No se necesitó mucho para calmar a los dos soldados heridos en la comodidad del Duque de Nueva York, con grandes brandies (pagados con el dinero de mis drugos, pues yo había entregado el mío a mi pe) y una lavada con los tastucos mojados en la jarra de agua. Las viejas ptitsas con las que habíamos sido tan joroschós la noche anterior estaban otra vez allí, y seguían con los —Gracias, muchachos— y —Dios los bendiga, chicos— como si no pudieran parar, a pesar de que no habíamos repetido la escena samantina.

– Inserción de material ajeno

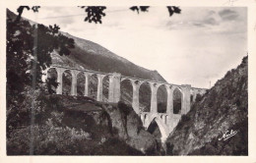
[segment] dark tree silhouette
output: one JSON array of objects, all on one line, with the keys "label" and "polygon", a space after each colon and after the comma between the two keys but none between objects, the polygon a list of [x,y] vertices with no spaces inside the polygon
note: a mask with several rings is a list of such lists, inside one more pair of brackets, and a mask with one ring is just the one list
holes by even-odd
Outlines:
[{"label": "dark tree silhouette", "polygon": [[[59,55],[69,55],[74,48],[74,40],[61,34],[59,27],[43,25],[31,25],[22,20],[24,9],[18,8],[19,16],[7,19],[7,106],[21,107],[26,88],[31,86],[32,76],[35,88],[42,82],[42,70],[51,65],[50,54],[56,50]],[[32,7],[36,12],[38,7]],[[35,41],[36,40],[36,41]],[[36,51],[36,56],[34,52]],[[32,69],[32,65],[36,65]],[[35,76],[36,75],[36,76]]]},{"label": "dark tree silhouette", "polygon": [[[38,12],[39,8],[40,6],[32,6],[32,10],[33,12]],[[79,8],[84,9],[87,13],[87,16],[84,20],[85,22],[102,24],[102,17],[106,16],[106,14],[104,13],[104,10],[106,9],[105,6],[79,6]],[[171,17],[173,14],[181,13],[179,7],[167,6],[166,8],[168,10],[169,17]],[[24,9],[30,10],[31,8],[29,6],[20,6],[17,10],[17,12],[19,13],[17,21],[21,19]],[[132,6],[129,9],[139,14],[140,12],[149,12],[150,6]]]}]

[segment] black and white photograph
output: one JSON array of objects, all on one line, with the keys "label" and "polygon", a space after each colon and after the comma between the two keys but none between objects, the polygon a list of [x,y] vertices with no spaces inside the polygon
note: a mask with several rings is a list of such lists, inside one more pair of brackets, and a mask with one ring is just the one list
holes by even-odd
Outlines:
[{"label": "black and white photograph", "polygon": [[249,156],[248,7],[4,12],[7,157]]}]

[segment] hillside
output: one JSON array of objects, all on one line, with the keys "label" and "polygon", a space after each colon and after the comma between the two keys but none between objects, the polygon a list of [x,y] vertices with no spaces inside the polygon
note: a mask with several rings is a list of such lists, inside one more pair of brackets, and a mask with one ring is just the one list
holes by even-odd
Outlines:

Pero Pete dijo—: ¿Qué quieren tomar, chicas? —y les pagó café y menjunjes, pues aparentemente tenía bastante dengo en los carmanos, así que insistieron más alto que antes con —Dios los bendiga y les dé salud, muchachos— y —Nunca les jugaremos sucio— y —Son los mejores muchachos que pisan la tierra, eso son. —Finalmente dije a Georgie:
—Ahora estamos lo mismo que antes, ¿sí? olvidemos lo pasado, ¿cierto?
—Cierto cierto cierto —dijo Georgie. Pero el viejo Lerdo parecía un poco aturdido, y hasta llegó a decir: —¿Saben?, podría habérsela dado a ese bastardo con mi usy, pero se me interpuso un veco —como si hubiese estado dratsando con otro y no conmigo. Dije entonces:
—Bueno, Georgie querido, ¿qué estás pensando? —Oh —dijo Georgie—, esta noche no. Por favor, no esta naito.

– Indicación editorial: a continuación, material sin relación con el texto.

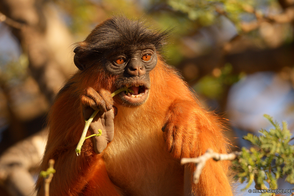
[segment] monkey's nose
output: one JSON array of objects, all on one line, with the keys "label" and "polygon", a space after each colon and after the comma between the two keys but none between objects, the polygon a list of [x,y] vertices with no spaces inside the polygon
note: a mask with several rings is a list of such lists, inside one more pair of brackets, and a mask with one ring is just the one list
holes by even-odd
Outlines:
[{"label": "monkey's nose", "polygon": [[130,65],[127,68],[127,73],[134,76],[141,76],[146,73],[145,67],[141,64]]}]

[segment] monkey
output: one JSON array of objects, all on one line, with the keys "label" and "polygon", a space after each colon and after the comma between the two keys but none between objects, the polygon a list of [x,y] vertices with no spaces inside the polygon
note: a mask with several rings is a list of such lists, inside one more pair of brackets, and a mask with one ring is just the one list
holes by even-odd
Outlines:
[{"label": "monkey", "polygon": [[[197,185],[191,182],[195,166],[180,164],[208,148],[225,153],[228,142],[221,119],[201,106],[163,59],[171,31],[114,16],[76,44],[74,61],[79,70],[49,114],[41,168],[55,160],[51,196],[183,195],[186,187],[189,195],[232,195],[228,162],[208,161]],[[131,91],[111,97],[125,87]],[[94,110],[98,114],[87,135],[98,129],[102,135],[86,139],[77,156],[85,119]],[[44,183],[39,178],[39,196]]]}]

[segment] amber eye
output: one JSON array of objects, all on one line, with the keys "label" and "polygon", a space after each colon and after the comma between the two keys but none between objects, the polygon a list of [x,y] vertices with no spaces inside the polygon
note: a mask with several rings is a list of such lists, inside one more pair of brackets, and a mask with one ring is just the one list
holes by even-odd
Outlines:
[{"label": "amber eye", "polygon": [[116,60],[115,62],[119,65],[121,65],[125,62],[125,59],[122,58],[120,58]]},{"label": "amber eye", "polygon": [[142,57],[142,59],[144,61],[148,61],[151,58],[151,54],[146,54]]}]

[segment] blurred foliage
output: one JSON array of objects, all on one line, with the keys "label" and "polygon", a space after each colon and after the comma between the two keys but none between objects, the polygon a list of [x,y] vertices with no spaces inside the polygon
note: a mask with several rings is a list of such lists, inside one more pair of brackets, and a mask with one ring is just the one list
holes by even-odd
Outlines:
[{"label": "blurred foliage", "polygon": [[210,99],[221,99],[229,87],[245,76],[243,72],[233,74],[232,71],[233,67],[230,63],[226,64],[221,69],[215,68],[211,75],[202,77],[193,88]]},{"label": "blurred foliage", "polygon": [[175,10],[186,14],[190,19],[203,26],[211,25],[222,14],[238,27],[243,20],[255,19],[255,11],[262,15],[278,8],[278,4],[274,0],[168,0],[167,2]]},{"label": "blurred foliage", "polygon": [[0,63],[0,84],[19,83],[27,76],[28,66],[28,57],[24,54],[16,61]]},{"label": "blurred foliage", "polygon": [[[241,155],[233,161],[233,169],[237,173],[235,179],[241,183],[247,181],[245,189],[254,181],[256,189],[276,189],[277,180],[284,175],[287,176],[285,181],[294,184],[294,146],[289,144],[292,134],[287,123],[283,122],[281,127],[272,117],[264,116],[274,128],[269,131],[262,129],[259,137],[251,133],[244,136],[253,147],[250,150],[242,148]],[[266,182],[269,187],[266,187]],[[266,193],[261,195],[275,195]]]}]

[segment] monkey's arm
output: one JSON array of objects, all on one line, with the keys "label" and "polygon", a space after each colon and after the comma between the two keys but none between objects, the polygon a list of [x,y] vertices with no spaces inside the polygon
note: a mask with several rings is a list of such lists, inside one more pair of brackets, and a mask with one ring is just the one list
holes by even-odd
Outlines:
[{"label": "monkey's arm", "polygon": [[[92,138],[85,141],[81,156],[76,156],[75,149],[84,121],[81,115],[83,109],[79,101],[79,97],[71,95],[71,97],[67,92],[60,95],[49,114],[50,132],[41,169],[46,170],[49,159],[55,160],[56,172],[50,183],[50,195],[88,195],[85,193],[88,192],[89,195],[93,192],[95,195],[104,195],[101,193],[104,192],[110,195],[118,195],[106,172],[102,154],[94,152],[95,143],[93,145]],[[104,131],[103,133],[107,134],[107,130],[113,129],[113,112],[108,110],[100,114],[97,115],[89,129],[95,132],[96,128],[100,128]],[[112,118],[111,124],[109,120]],[[87,136],[91,134],[90,132],[88,131]],[[97,177],[99,180],[94,182]],[[44,195],[44,185],[43,179],[39,179],[36,186],[39,189],[38,195]]]},{"label": "monkey's arm", "polygon": [[[170,106],[163,127],[166,149],[175,158],[198,157],[208,148],[225,153],[227,142],[221,124],[214,115],[195,101],[178,98]],[[196,195],[232,195],[227,176],[228,162],[208,161],[198,184],[192,183]],[[195,170],[191,167],[190,174]],[[189,177],[192,180],[191,175]]]}]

—Eres un cheloveco grande y fuerte —afirmé—, como todos nosotros. No somos niños, ¿verdad, Georgie querido? Vamos, dime, ¿qué pensabas hacer?

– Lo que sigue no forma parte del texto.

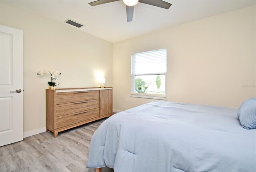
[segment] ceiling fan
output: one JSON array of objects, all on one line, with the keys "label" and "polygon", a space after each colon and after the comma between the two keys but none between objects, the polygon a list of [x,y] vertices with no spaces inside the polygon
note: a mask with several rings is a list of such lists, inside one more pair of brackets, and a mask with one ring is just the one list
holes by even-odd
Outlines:
[{"label": "ceiling fan", "polygon": [[[95,6],[118,1],[121,0],[98,0],[89,3],[91,6]],[[133,12],[134,10],[134,6],[138,2],[146,4],[148,5],[156,6],[158,7],[168,9],[172,5],[162,0],[122,0],[126,7],[126,17],[127,22],[132,22],[133,17]]]}]

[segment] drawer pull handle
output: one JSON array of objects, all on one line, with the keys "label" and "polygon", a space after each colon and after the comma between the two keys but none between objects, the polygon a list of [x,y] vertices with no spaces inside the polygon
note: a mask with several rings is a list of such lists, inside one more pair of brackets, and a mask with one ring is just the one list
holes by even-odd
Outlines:
[{"label": "drawer pull handle", "polygon": [[82,112],[78,112],[78,113],[75,113],[74,114],[74,115],[78,115],[78,114],[80,114],[80,113],[87,113],[87,112],[88,112],[88,111],[82,111]]},{"label": "drawer pull handle", "polygon": [[74,92],[74,94],[76,94],[76,93],[87,93],[88,92],[88,91],[81,91],[80,92]]},{"label": "drawer pull handle", "polygon": [[88,103],[89,102],[88,101],[83,101],[83,102],[75,102],[74,104],[79,104],[80,103]]}]

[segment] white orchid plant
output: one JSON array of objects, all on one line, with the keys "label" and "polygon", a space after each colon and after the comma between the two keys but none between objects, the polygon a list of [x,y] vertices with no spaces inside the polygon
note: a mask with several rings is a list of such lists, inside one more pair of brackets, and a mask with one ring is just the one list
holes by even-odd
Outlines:
[{"label": "white orchid plant", "polygon": [[[37,75],[42,76],[47,75],[48,74],[51,75],[51,81],[48,82],[48,84],[50,86],[53,86],[57,85],[60,85],[59,82],[59,78],[57,76],[60,75],[61,74],[60,71],[56,71],[54,70],[41,70],[37,72]],[[53,81],[54,81],[54,82]]]}]

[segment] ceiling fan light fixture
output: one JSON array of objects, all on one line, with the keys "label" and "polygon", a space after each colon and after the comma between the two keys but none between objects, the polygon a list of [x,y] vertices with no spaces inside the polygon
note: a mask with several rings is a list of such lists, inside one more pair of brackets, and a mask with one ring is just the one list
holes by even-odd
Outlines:
[{"label": "ceiling fan light fixture", "polygon": [[139,0],[123,0],[124,3],[128,6],[134,6],[139,2]]}]

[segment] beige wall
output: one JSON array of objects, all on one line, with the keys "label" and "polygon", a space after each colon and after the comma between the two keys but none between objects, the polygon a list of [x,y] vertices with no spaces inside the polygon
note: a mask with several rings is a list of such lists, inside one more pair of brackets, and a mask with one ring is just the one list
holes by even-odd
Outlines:
[{"label": "beige wall", "polygon": [[99,86],[99,72],[105,85],[112,86],[112,43],[10,4],[0,6],[1,24],[24,33],[24,132],[46,126],[45,89],[50,78],[37,76],[38,71],[61,71],[57,88]]},{"label": "beige wall", "polygon": [[255,96],[255,7],[114,43],[114,109],[153,100],[130,97],[131,53],[164,47],[168,101],[238,108]]}]

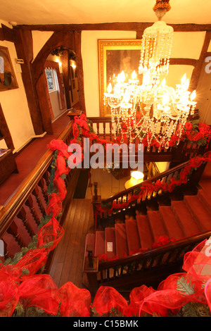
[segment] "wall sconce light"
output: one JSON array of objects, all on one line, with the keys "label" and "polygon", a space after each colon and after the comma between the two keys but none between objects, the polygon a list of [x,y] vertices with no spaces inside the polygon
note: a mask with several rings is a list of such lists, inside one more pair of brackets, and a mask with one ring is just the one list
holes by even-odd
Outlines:
[{"label": "wall sconce light", "polygon": [[141,171],[132,171],[131,173],[131,177],[124,184],[126,189],[129,189],[132,186],[137,185],[143,181],[144,175]]}]

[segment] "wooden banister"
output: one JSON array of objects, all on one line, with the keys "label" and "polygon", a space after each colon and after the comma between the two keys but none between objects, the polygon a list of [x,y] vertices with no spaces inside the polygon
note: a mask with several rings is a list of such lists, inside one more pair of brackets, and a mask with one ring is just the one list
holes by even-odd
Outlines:
[{"label": "wooden banister", "polygon": [[[119,291],[129,291],[143,284],[155,289],[162,280],[181,270],[186,252],[210,235],[211,231],[208,231],[146,251],[99,263],[94,272],[89,270],[91,290],[96,293],[100,286],[111,286]],[[88,273],[87,270],[84,272]]]}]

—Podría haberle sacado los glasos realmente joroschó —dijo el Lerdo, y las viejas bábuchcas continuaban la cantinela: —Ah, gracias, muchachos.
—Se trata de esa casa —dijo Georgie—. La que tiene las dos lámparas afuera. La del nombre glupo.
—¿Que nombre glupo?
—La Mansión o la Manse, o cualquier otra idiotez así. Donde vive una ptitsa muy starria con los gatos, y todas esas vesches muy starrias y valiosas.
—¿Por ejemplo?
—Oro y plata y joyas. Fue lo que dijo Will el Inglés. —Video —comenté—. Video joroschó. —Sabía de qué hablaba: los barrios viejos, poco más allá del edificio Victoria. Bien, el líder verdaderamente joroschó sabe cuándo tiene que ceder y mostrarse generoso. —Muy bien, Georgie —dije—. Una idea excelente, y la seguiremos. Salgamos ahora mismo. —Y cuando salíamos, las viejas bábuchcas repetían: —No hablaremos, muchachos. Ustedes estuvieron aquí sin moverse. —Y yo les dije: —Magnífico, muchachas. Volveremos a pagarles tragos en diez minutos.
Así, al frente de mis tres drugos, marché en busca de mi propia perdición.